慰安所とは将兵の性欲を処理させるために軍が設置した兵站付属施設であり、民間業者の経営する一般の公娼施設とは異なる。慰安所の存在は正当化できない。政府と軍は、「強制連行」をしたかしないかにかかわらず、その責任を免れられない。

とし、政府・軍の責任を追及する立場をとります。

 永井氏の主張は、学者らしく実証的で、整然とした論理で組み立てられており、副官通牒についての氏の解釈には説得力があります。

 私が気になったのは、むしろこの報告を聞いていた人々の反応です。この報告は、2004年、韓国のソウル大学で行われました。聴講者はほとんどが韓国人と思われます。

 韓国での慰安婦の認識は、
「従軍慰安婦」は20万人ぐらいいて、大部分は朝鮮人で、日本政府と軍が「強制連行」した、
というもの。


 永井氏の報告は、日本の副官通牒と警察関係の資料の分析ですから、朝鮮のことは出てこない。わずかに、軍が選定した業者が日本だけでなく朝鮮にもわたったらしいことが示唆されているだけです。
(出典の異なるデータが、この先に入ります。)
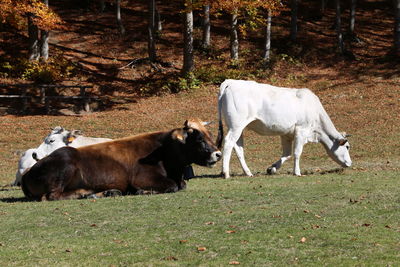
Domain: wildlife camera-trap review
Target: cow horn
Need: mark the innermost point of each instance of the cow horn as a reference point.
(180, 135)
(76, 132)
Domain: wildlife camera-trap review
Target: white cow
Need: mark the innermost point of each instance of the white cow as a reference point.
(58, 137)
(296, 115)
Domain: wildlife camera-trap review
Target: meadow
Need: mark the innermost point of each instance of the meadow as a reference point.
(327, 217)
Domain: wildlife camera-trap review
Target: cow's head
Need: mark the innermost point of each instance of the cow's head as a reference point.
(198, 144)
(53, 141)
(187, 145)
(340, 150)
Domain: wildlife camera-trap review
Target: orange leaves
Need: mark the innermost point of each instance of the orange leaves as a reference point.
(42, 16)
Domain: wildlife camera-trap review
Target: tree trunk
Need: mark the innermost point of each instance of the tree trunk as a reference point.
(293, 20)
(33, 40)
(188, 64)
(158, 20)
(102, 5)
(44, 45)
(206, 26)
(339, 27)
(119, 21)
(234, 41)
(151, 25)
(44, 40)
(397, 27)
(352, 17)
(323, 7)
(267, 43)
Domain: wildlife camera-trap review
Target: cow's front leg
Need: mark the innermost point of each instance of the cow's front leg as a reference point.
(239, 149)
(230, 140)
(287, 143)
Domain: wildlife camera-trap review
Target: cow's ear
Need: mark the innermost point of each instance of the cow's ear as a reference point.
(69, 138)
(181, 135)
(153, 158)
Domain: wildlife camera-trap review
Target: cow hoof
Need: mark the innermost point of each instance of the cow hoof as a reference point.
(112, 193)
(271, 170)
(92, 196)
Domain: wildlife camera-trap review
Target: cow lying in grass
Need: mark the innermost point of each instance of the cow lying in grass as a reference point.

 そして、この時期に日本で「三千人」の慰安婦を集めようとしたこと、慰安婦の集め方は業者による勧誘で、軍・政府の直接的な「強制連行」はなかったこと。誘拐や略取の例もなく、わずかに甘言(罪名は「誘拐罪」)で警察につかまった例が一件あるのみ。永井氏は、内地で不法な募集はほとんどなかったと分析しています。

 韓国の人はこれを聞いて、意外に思ったんじゃないでしょうか。日本人の慰安婦もけっこう多かったとか、不法な募集が少なかったことは、韓国で言われている通説とは異なります。「日本ではそうだったかもしれないが、韓国では違ったんだ、強制連行されたんだ」と自分に言い聞かせた人もいたかもしれませんが、韓国の聴講者の間に失望が静かに広がったことは想像に難くありません。